Üyeleri için özel kıyafet veya üniforma veya kol bağı ve benzer işaretler kullanamazlar.” hükmünü getirmiştir.
Dernekler Kanunu bir ana kanun olduğu için, 92. Maddesinde, aynı yasanın 40. Maddesinin kamu kurumu niteliğindeki meslek örgütleri ve işçi ve işveren kuruluşları için de geçerli olduğunu vurgulamış, 40.maddeye aykırı davrananların, 80. Maddeye göre bir yıldan az olmamak üzere hapis cezasıyla cezalandırılacağını hüküm altına almıştır.

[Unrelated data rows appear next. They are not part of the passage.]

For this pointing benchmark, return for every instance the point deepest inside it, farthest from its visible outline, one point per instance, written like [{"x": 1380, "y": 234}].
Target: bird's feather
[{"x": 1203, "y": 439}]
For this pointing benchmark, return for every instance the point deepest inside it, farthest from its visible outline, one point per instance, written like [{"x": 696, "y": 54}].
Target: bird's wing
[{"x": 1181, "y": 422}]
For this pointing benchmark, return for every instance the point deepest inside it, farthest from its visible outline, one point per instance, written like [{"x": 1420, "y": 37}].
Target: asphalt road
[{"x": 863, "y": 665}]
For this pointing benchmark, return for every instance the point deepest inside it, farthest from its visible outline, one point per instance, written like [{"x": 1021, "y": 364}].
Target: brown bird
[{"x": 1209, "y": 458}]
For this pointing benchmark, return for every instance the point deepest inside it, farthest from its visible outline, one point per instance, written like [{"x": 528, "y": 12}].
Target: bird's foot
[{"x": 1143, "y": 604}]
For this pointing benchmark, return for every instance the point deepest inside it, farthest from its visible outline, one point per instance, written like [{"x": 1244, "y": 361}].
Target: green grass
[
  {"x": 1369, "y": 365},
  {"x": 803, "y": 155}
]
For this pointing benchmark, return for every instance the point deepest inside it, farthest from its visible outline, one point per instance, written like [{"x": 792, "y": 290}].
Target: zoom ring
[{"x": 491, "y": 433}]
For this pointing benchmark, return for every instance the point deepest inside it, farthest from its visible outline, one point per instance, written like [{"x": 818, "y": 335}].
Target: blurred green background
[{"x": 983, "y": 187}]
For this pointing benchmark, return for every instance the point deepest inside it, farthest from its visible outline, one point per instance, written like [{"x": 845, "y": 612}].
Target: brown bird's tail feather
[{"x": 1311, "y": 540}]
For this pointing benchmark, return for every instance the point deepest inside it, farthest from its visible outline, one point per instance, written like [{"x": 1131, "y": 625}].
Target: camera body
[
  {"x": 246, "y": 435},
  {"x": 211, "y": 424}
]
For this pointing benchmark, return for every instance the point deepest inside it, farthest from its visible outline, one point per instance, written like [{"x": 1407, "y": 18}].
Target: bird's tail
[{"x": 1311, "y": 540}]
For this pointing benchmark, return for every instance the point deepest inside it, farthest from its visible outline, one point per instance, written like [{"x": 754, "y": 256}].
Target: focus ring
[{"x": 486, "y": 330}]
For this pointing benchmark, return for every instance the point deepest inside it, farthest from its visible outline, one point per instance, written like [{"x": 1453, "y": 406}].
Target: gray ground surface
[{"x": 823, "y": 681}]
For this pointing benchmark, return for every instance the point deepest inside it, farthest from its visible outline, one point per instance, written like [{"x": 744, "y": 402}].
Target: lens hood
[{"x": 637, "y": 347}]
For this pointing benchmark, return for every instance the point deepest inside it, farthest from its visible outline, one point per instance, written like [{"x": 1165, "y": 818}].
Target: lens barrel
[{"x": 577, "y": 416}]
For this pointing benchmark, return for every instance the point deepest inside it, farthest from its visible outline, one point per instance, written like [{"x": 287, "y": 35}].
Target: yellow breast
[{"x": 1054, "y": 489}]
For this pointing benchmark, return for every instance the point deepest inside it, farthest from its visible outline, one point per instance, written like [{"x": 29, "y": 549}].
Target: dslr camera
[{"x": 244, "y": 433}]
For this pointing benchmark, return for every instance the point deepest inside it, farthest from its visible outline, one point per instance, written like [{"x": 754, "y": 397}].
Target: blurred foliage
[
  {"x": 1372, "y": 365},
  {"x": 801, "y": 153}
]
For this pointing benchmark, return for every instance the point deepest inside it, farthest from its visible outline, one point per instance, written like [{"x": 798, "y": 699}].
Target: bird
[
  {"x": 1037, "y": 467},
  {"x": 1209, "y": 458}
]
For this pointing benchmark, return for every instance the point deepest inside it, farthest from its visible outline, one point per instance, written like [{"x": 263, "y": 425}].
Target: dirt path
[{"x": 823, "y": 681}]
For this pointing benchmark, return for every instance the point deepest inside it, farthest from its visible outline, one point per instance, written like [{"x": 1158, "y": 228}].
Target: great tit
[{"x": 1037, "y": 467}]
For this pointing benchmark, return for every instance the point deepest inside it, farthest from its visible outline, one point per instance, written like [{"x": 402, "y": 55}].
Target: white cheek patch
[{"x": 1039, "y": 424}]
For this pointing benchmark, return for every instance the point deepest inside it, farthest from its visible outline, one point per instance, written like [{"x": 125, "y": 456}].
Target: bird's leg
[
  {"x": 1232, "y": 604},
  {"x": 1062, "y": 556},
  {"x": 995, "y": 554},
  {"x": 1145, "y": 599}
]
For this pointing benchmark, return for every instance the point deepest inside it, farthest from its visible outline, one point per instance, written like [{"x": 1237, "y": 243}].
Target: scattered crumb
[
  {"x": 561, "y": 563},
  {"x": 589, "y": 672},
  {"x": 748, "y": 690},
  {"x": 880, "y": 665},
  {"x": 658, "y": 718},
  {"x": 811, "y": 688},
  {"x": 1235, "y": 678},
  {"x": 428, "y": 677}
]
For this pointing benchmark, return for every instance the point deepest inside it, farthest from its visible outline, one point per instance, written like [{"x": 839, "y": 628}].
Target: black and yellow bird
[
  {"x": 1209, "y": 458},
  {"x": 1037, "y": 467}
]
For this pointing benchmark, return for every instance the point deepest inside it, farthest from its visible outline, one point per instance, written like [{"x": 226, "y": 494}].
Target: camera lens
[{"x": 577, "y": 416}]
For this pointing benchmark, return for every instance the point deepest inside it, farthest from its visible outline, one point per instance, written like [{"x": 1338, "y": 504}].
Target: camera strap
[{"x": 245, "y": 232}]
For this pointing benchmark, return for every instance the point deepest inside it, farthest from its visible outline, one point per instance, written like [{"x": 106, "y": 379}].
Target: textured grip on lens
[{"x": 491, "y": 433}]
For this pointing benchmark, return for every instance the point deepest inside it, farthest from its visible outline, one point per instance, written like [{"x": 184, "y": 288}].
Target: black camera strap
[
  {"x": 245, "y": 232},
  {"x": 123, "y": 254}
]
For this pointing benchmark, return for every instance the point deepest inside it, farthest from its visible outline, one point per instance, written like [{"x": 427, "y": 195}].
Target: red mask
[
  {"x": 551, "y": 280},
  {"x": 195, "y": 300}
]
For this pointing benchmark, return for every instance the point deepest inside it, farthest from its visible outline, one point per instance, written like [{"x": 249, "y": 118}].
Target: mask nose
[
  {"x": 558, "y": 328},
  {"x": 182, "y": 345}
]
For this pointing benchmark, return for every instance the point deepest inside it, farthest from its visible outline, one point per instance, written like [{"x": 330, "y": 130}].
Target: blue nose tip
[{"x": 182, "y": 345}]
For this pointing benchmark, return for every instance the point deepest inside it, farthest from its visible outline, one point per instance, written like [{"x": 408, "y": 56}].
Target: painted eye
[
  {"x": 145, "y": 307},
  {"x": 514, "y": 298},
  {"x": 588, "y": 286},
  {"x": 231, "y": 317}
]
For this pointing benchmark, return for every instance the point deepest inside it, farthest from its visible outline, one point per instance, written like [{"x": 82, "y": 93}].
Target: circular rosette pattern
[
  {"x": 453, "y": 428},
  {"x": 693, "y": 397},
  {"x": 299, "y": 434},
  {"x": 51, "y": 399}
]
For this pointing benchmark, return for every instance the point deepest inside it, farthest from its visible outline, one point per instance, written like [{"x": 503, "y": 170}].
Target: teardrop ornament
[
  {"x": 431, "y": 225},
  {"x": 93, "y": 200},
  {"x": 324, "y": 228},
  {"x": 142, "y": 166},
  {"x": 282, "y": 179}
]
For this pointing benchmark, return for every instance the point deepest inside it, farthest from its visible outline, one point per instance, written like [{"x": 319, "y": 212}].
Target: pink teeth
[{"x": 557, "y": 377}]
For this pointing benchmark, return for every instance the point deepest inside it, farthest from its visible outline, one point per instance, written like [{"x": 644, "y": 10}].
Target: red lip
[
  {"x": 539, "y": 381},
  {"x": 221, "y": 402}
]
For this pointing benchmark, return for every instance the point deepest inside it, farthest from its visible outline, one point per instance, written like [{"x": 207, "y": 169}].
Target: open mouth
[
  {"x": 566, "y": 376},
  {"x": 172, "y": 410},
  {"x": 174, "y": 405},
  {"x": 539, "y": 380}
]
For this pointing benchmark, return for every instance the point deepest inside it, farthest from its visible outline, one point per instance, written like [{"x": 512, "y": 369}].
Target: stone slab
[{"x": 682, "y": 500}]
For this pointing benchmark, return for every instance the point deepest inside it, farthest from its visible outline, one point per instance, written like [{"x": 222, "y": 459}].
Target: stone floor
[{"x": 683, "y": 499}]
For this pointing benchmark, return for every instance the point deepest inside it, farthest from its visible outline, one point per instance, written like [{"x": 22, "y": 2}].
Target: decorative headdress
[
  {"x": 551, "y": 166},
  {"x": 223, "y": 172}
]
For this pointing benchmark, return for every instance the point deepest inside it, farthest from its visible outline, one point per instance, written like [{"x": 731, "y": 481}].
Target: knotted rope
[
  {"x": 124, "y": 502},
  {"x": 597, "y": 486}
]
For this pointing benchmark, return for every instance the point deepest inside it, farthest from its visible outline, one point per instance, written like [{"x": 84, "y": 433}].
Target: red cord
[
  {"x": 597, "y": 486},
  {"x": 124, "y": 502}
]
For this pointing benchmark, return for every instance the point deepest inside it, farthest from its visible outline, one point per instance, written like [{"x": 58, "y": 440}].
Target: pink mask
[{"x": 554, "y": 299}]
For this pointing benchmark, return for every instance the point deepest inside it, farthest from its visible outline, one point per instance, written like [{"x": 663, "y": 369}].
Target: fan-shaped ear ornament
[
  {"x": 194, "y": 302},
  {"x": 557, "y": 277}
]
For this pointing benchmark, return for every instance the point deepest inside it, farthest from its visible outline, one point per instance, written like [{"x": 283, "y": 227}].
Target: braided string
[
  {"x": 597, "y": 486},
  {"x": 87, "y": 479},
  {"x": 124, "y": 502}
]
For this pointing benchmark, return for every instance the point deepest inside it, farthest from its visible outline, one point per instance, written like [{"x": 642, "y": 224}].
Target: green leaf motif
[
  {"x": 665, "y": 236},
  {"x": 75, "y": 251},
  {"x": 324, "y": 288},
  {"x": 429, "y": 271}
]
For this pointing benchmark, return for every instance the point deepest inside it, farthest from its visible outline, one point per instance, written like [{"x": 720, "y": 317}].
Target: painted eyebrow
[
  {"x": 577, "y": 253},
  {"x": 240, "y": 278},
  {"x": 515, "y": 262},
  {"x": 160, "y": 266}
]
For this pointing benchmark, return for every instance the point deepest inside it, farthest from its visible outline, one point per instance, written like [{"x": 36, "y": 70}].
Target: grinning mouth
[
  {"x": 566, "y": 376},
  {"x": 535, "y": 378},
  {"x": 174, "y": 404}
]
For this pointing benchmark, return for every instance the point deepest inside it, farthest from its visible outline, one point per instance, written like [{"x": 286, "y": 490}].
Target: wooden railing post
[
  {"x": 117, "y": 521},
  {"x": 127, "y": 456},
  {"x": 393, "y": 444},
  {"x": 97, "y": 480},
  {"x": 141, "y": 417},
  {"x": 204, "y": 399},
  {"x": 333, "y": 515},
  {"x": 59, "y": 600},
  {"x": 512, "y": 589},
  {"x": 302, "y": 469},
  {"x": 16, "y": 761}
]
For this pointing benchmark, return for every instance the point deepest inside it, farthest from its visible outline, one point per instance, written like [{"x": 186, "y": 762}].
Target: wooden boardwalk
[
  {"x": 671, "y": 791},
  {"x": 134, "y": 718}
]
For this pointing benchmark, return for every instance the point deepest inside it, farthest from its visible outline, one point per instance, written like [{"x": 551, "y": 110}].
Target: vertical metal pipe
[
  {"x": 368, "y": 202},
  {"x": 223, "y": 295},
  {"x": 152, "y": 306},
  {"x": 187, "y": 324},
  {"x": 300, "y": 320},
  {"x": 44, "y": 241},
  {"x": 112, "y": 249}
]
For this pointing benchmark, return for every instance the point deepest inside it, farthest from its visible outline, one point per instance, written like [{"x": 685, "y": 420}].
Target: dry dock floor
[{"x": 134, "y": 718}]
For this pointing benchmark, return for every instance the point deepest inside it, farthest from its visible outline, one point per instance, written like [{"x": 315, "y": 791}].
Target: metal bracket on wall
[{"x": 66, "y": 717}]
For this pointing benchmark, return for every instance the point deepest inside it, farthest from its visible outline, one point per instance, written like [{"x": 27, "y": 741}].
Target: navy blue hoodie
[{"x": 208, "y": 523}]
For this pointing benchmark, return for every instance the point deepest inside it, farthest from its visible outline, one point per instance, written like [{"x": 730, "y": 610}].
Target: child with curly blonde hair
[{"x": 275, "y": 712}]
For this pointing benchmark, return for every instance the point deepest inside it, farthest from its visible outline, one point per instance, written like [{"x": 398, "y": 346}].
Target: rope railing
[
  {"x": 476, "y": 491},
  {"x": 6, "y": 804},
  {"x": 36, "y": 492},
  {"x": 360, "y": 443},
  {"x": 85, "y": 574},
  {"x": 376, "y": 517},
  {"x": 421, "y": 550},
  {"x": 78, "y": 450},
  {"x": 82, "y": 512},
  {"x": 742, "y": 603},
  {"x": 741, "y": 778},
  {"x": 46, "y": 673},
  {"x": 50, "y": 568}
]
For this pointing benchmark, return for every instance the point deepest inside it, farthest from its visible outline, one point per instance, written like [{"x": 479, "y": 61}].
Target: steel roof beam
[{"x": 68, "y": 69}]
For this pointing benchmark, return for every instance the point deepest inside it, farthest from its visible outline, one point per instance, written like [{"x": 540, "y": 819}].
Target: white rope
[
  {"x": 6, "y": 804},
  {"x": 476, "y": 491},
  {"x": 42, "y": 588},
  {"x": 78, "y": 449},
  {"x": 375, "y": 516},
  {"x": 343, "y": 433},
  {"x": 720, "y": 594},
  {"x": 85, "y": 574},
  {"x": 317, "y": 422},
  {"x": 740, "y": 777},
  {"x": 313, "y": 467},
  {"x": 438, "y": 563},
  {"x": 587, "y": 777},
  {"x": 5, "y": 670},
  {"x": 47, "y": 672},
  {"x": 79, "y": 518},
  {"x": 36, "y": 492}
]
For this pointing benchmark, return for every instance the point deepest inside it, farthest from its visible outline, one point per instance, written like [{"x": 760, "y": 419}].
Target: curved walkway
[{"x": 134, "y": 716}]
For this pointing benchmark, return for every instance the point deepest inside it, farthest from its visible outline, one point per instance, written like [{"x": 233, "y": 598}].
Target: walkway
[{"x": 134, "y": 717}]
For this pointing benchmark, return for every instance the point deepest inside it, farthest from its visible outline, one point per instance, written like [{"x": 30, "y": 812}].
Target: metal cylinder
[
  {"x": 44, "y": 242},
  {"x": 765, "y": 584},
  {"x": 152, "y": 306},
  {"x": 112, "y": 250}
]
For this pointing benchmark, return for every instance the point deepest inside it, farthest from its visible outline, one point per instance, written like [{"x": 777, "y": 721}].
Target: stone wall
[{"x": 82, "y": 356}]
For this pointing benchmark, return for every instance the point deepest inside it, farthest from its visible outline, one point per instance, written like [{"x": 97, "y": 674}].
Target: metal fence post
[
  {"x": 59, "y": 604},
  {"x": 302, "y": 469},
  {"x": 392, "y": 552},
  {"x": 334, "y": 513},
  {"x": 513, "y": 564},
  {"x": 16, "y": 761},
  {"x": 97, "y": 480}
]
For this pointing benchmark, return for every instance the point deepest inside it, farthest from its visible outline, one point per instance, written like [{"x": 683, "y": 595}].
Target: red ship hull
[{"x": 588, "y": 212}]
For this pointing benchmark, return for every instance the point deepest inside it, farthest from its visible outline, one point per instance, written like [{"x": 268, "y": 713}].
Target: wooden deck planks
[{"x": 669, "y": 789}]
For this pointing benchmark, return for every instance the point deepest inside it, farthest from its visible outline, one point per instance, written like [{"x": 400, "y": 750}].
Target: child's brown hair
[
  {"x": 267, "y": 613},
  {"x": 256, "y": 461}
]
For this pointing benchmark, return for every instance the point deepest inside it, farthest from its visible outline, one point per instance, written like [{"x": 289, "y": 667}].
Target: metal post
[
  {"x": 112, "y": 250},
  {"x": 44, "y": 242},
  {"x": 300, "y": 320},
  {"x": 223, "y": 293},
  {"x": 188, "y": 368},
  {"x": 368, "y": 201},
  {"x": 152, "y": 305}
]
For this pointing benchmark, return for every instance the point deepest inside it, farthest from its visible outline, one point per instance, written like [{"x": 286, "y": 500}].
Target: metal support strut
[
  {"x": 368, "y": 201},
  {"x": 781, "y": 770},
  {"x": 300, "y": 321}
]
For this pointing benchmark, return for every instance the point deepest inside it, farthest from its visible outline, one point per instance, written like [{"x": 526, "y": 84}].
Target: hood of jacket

Görüldüğü gibi, 12 Eylül döneminde kabul edilerek, Resmi Gazete’nin 7.10.1983 tarihli sayısında yayınlanan ve yürürlüğe giren 2908 sayılı Dernekler Kanunu,sivil savunma alanını gönüllü kuruluşlara kapatmış, bu kuruluşların öğretim ve eğitim faaliyetinde de bulunamayacağını hüküm altına almıştır. Yasa koyucunun, bu alanda devlet tekeli yaratmasının nedeninin, hakkın kötüye kullanımının önüne geçmek olduğu anlaşılmaktadır. Ancak tüm 12 Eylül yasalarında olduğu gibi, hakkın kötüye kullanımı gerekçesiyle hakkın özünün yok edilmesi bu yasada da görülmektedir. Gönüllü kuruluşlara sivil savunma alanını kapatan devlet otoritesi, 16 yılda yalnızca 120 kişiden oluşan bir sivil savunma örgütü oluşturabilmiştir.
Türkiye’nin yüz akı olan ve felaket anında arama kurtarma faaliyetinde bulunan kuruluşlar ise, spor derneği statüsünde örgütlenmek durumunda kalmışlardır. Bu kuruluşların öğretim ve eğitim faaliyetlerinin yarın yasa dışı faaliyet olarak değerlendirilmeyeceğinin garantisi yoktur. Devlet örgütlenmesinde, yurttaşın yaşamı risk altında olduğunda, onun yaşamını kurtarmak için yetkin, yeterli bir örgütlenmenin olması devlet olmanın ve sosyal devlet olmanın gereğidir. Ancak sivil savunma alanını, halkın yalnızca destek alanı olarak görmek eksik bir yaklaşımdır. Bu alana halk katılımına olanak veren ve bu katılımı güvenceye alan hukuksal düzenlemeler getirilmelidir.
Marmara depremi, bu alanda da yasaları aşan halk inisiyatiflerine tanık olmamıza yol açmıştır.